Poisson orders on large quantum groups

We bring forward the notions of large quantum groups and their relatives. The starting point is the concept of distinguished pre-Nichols algebra arXiv:1405.6681 belonging to a one-parameter family; we call such an object a \emph{large} quantum unipotent subalgebra. By standard constructions we introduce \emph{large} quantum groups and \emph{large} quantum Borel subalgebras. We first show that each of these three large quantum algebras has a central Hopf subalgebra giving rise to a Poisson order in the sense of arXiv:math/0201042. We describe explicitly the underlying Poisson algebraic groups and Poisson homogeneous spaces in terms of Borel subgroups of complex semisimple algebraic groups of adjoint type. The geometry of the Poisson algebraic groups and Poisson homogeneous spaces that are involved and its applications to the irreducible representations of the algebras $U_{\mathfrak{q}} \supset U_{\mathfrak{q}}^{\geqslant} \supset U_{\mathfrak{q}}^+$ are also described.
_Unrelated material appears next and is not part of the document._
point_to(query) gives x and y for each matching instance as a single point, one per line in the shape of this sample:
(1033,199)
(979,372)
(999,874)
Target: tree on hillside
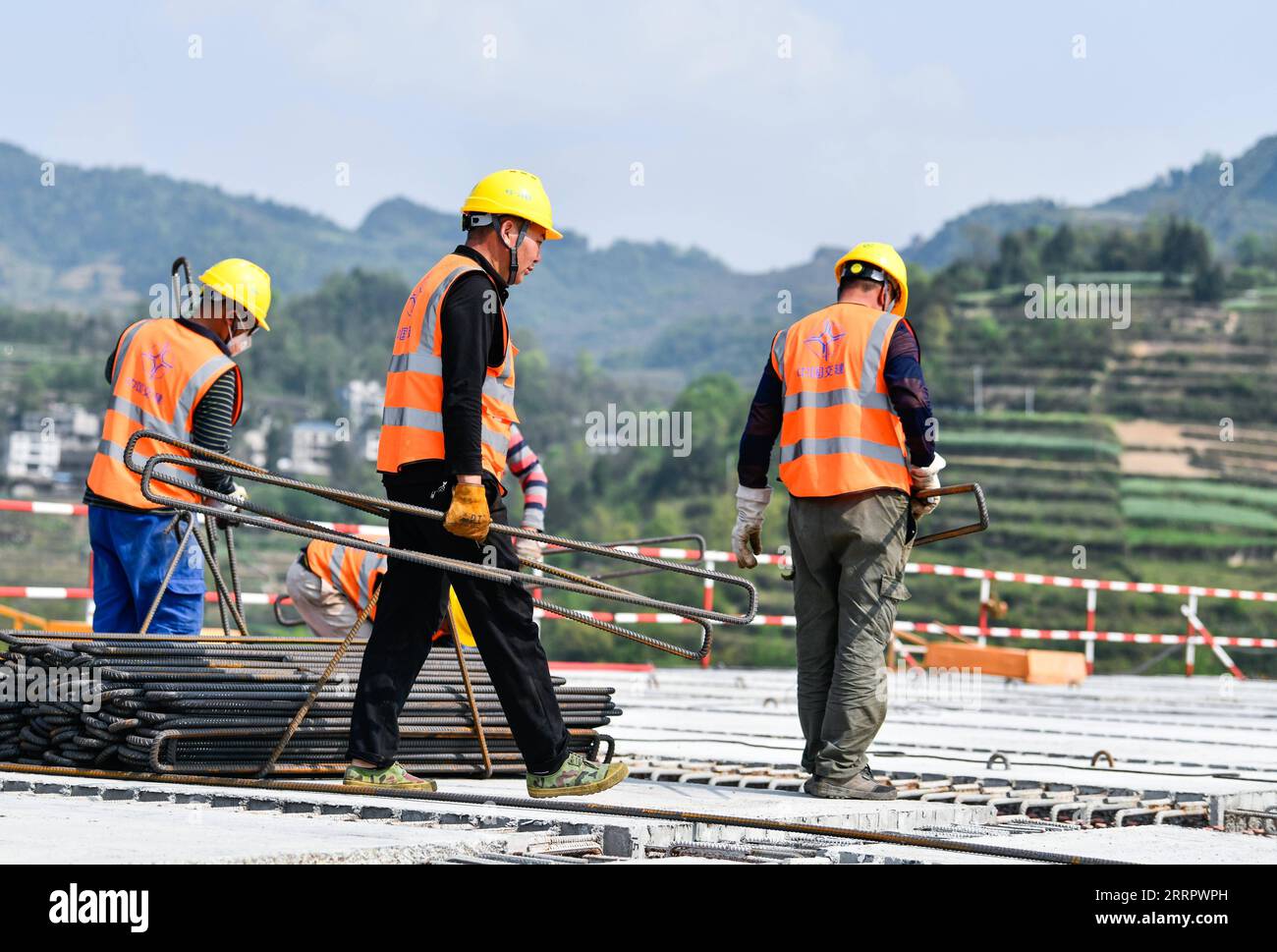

Multiparameter quantum super groups at roots of unity fit in ou context as well as quantizations in characteristic 0 of the 34-dimensional Kac-Weisfeler Lie algebras in characteristic 2 and the 10-dimensional Brown Lie algebras in characteristic 3. All steps of our approach are applicable in wider generality and are carried out using general constructions with restricted and non-restricted integral forms and Weyl groupoid actions. Our approach provides new proofs to results in the literature without reductions to rank two cases.